L’accident qui a condamné le plus jeune des Kennedy
Edward M. Kennedy, le plus jeune du clan Kennedy, le plus brillant et le seul survivant des « fame three », comme on l’appelait avec ses frères Bobby et JFK, était le dernier grand espoir du puissant clan irlandais.
Ted s’était forgé une route politique prometteuse. Diplômé de Harvard en 1956, comme tout bon Kennedy, il avait fait de la famille sa bannière. Ainsi, en 1958, alors qu’il était étudiant en droit, il a géré la campagne de réélection de son frère John au Sénat. En 1962, il décide de faire ses premiers pas en politique et remporte son premier poste, celui de sénateur de l’État du Massachusetts. L’année suivante, son frère John, le 35e président des États-Unis, est assassiné à Dallas.
Le 19 juillet suivant, il s’embarque pour une convention démocrate dans le Massachusetts. Le sénateur venait de voter pour la loi sur les droits civils. L’avion s’écrase et l’homme politique souffre d’une blessure au dos qui lui laissera des séquelles importantes.
La « malédiction Kennedy » est à nouveau à l’œuvre.
En 1968, son autre frère, Bobby, est assassiné à Los Angeles. Ted, en tant que chef de famille, a présidé les funérailles à la cathédrale St Patrick de New York.
Mais la malédiction n’était pas encore terminée. Un an plus tard, le 18 juillet 1969, Ted, le dernier titan du clan Kennedy, devient le protagoniste d’une tragédie qui lui fera payer un tribut incommensurable.
Ce jour-là, à 19h30, sur l’île de Chappaquiddick, dans le Massachusetts, le sénateur participe, en tant qu’invité, à une fête organisée par les Boiler Room Girls, un groupe de bénévoles qui avaient travaillé sur la campagne présidentielle de son frère Bob. Au volant de son Oldsmobile noire, à 23h15, Ted quitte la réunion en compagnie de Mary Jo Kopechne, l’ancienne secrétaire personnelle de Bob.
Après avoir parcouru quelques kilomètres, la voiture tombe d’un pont dans le lac Poucha. Edward nage jusqu’au rivage pour se sauver, laissant la jeune Mary Jo à son sort. À 8 h 45 le lendemain, un plongeur récupère son corps sans vie. Plus de neuf heures se sont écoulées depuis l’incident lorsque, à 10 heures précises, le sénateur se rend au poste de police d’Edgarton. Il y déclare qu’il ne se souvient pas du moment où le véhicule a quitté le pont, qu’il s’est renversé sur le dessous et qu’après avoir atteint la surface, il a plongé à plusieurs reprises pour tenter de sauver Mary Jo. Mais après avoir échoué dans cette tentative, il est en état de choc et abandonne. Il se rappelle également être rentré dans sa chambre d’hôtel et avoir immédiatement contacté la police après avoir constaté ce qui s’était passé.

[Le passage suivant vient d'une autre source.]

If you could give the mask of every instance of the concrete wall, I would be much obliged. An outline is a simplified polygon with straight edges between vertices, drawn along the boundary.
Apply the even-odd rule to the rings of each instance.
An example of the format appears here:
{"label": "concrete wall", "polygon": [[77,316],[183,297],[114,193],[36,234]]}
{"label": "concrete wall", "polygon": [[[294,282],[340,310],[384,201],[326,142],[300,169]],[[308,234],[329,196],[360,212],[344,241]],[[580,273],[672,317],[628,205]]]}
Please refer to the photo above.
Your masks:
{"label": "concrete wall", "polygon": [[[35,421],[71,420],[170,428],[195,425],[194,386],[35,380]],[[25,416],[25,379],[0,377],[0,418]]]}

Le plongeur qui récupère le corps de Mary Jo, John Farrar, témoigne lors de l’enquête officielle que la jeune femme de 28 ans aurait pu survivre si son compagnon, le sénateur Kennedy, avait prévenu les autorités de l’incident le plus tôt possible, cinq à dix minutes après l’accident, car la bulle d’air créée après le plongeon l’aurait maintenue en vie pendant ce temps.
Une semaine après l’incident, Ted Kennedy a plaidé coupable d’avoir quitté la scène du crime et a été condamné à deux ans de prison, avec sursis pour absence de casier judiciaire. Lors d’une apparition à la télévision nationale, il a défendu qu’il ne conduisait pas en état d’ivresse et que rien d’immoral ne s’était produit entre lui et la secrétaire. Il a néanmoins admis qu’il était « indéfendable » de ne pas avoir informé la police immédiatement après l’accident et a conclu en demandant au public de se souvenir de lui dans ses « prières ». Cette tragédie confirme la validité de la « malédiction Kennedy » et l’ampleur du scandale obligera le sénateur à renoncer à ses aspirations présidentielles.
En 2009, quarante ans après les faits, Ted Kennedy est mort. Dans ses mémoires, le sénateur a admis que son comportement avait été « inexcusable » et a suggéré que l’incident avait accéléré la maladie de son père, Joseph, patriarche du clan, qui mourra seulement dix jours après Mary Jo.
Quoi qu’il en soit, une jeune femme innocente avait perdu la vie et le sénateur Kennedy aurait pu l’éviter. La famille Kennedy était une fois de plus à l’honneur dans une des pages de l’histoire contemporaine américaine qui, malheureusement, ne serait pas la dernière.